The Neurobiology of Criminal Behavior: Gene-Brain-Culture Interaction

The Neurobiology of Criminal Behavior: Gene-Brain-Culture Interaction

The Neurobiology of Criminal Behavior: Gene-Brain-Culture Interaction

The Neurobiology of Criminal Behavior: Gene-Brain-Culture Interaction

Synopsis

The main feature of this work is that it explores criminal behavior from all aspects of Tinbergen's Four Questions. Rather than focusing on a single theoretical point of view, this book examines the neurobiology of crime from a biosocial perspective. It suggests that it is necessary to understand some genetics and neuroscience in order to appreciate and apply relevant concepts to criminological issues. Presenting up-to-date information on the circuitry of the brain, the authors explore and examine a variety of characteristics, traits and behavioral syndromes related to criminal behavior such as ADHD, intelligence, gender, the age-crime curve, schizophrenia, psychopathy, violence and substance abuse. This book brings together the sociological tradition with the latest knowledge the neurosciences have to offer and conveys biological information in an accessible and understanding way. It will be of interest to scholars in the field and to professional criminologists.

Excerpt

The past decade has witnessed a subtle revolution in the study of crime. Criminology has moved, albeit slowly, from a widespread denial that biology plays any role in antisocial and criminal behavior to recognizing that, at a minimum, human beings are biological and social animals. Today, new research findings linking biology to behavior appear daily, challenging the outdated notion that human beings are merely passive recipients of socialization and culture, and sweeping away the powerful ideologies that led criminologists to a state of denial in the first place. Yet this new awareness remains precarious as old ideas and ideologies threaten to erase recent empirical and theoretical gains. Fortunately, Walsh and Bolen’s book holds not only the promise to advance future criminological inquiry, but also stands as a testament to the power of science to vanquish conjecture, ideology, and dogmatism.
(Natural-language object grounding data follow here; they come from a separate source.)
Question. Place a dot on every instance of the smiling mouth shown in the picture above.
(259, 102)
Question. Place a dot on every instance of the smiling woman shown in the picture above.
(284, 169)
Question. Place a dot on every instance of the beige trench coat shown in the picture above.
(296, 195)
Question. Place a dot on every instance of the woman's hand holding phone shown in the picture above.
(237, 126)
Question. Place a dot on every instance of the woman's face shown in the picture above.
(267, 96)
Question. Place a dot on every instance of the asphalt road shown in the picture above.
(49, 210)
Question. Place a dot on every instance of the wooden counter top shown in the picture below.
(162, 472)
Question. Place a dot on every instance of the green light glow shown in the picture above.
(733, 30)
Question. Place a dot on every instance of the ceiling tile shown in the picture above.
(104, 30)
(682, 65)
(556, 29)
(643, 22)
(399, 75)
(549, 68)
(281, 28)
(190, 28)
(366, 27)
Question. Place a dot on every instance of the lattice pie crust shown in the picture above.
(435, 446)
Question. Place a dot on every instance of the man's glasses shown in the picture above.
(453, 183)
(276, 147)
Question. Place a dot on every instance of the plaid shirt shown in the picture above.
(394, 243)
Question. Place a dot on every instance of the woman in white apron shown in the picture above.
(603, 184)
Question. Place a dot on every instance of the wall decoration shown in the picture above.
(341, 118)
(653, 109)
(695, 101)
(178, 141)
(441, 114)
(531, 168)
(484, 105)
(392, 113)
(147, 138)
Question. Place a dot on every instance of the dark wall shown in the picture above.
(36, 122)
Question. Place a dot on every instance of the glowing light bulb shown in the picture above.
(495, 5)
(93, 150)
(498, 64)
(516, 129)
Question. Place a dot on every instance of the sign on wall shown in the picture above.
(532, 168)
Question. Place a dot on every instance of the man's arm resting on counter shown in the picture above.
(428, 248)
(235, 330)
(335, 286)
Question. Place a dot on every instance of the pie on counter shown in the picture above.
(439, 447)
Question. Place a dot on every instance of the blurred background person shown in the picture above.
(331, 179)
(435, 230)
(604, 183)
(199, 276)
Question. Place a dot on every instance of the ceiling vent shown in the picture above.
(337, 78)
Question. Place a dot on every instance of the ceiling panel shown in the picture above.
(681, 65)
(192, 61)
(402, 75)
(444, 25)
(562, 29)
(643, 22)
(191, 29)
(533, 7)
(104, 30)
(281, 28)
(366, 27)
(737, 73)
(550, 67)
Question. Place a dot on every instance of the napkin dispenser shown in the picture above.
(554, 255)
Much has been made about the capacity of the human brain to simultaneously perform a variety of complex actions. The thousands of miles of neural networks and their infinite complexity receive input from our senses, store this information, and recall the information when appropriate—all while coordinating all lifesustaining activities. But the brain is not merely an information processing machine. It is, after all, the brain that allows us to make decisions, to control our emotional instincts, to plan for our future, to contemplate the meaning of poetry and prose, and to feel joy at the sight of a newborn child. In short, it is the brain that makes us human, and it is the brain that has allowed, and maybe even encouraged, our humanity. The great neuroscientist Elkhonon Goldberg, for example, argues that human civilizations were able to form and to prosper because of the remarkable capacities found in the modern brain.

The brain has been subject to millions of years of evolution and selection. During most of our evolutionary history violence and warfare appear to have been common, as were sex roles that are still visible in hunter/gatherer societies today. Evolutionary processes favor adaptations that increase survival and reproductive chances over time. Under strong evolutionary pressures, the brains of men and women evolved in slightly different fashion. It is no accident, for example, that in every culture at every point in history men, and not women, have been the sex to engage in warfare, violence, and crime. And it is no accident that in every culture women have been primarily responsible for the care of offspring. Still, contemporary explanations for this indelible pattern range from the absurd to the patently false. Thankfully, Walsh and Bolen tackle this subject pointing out what has been lost in political discussions of the rights of women and men—that is, that men and women are fundamentally different.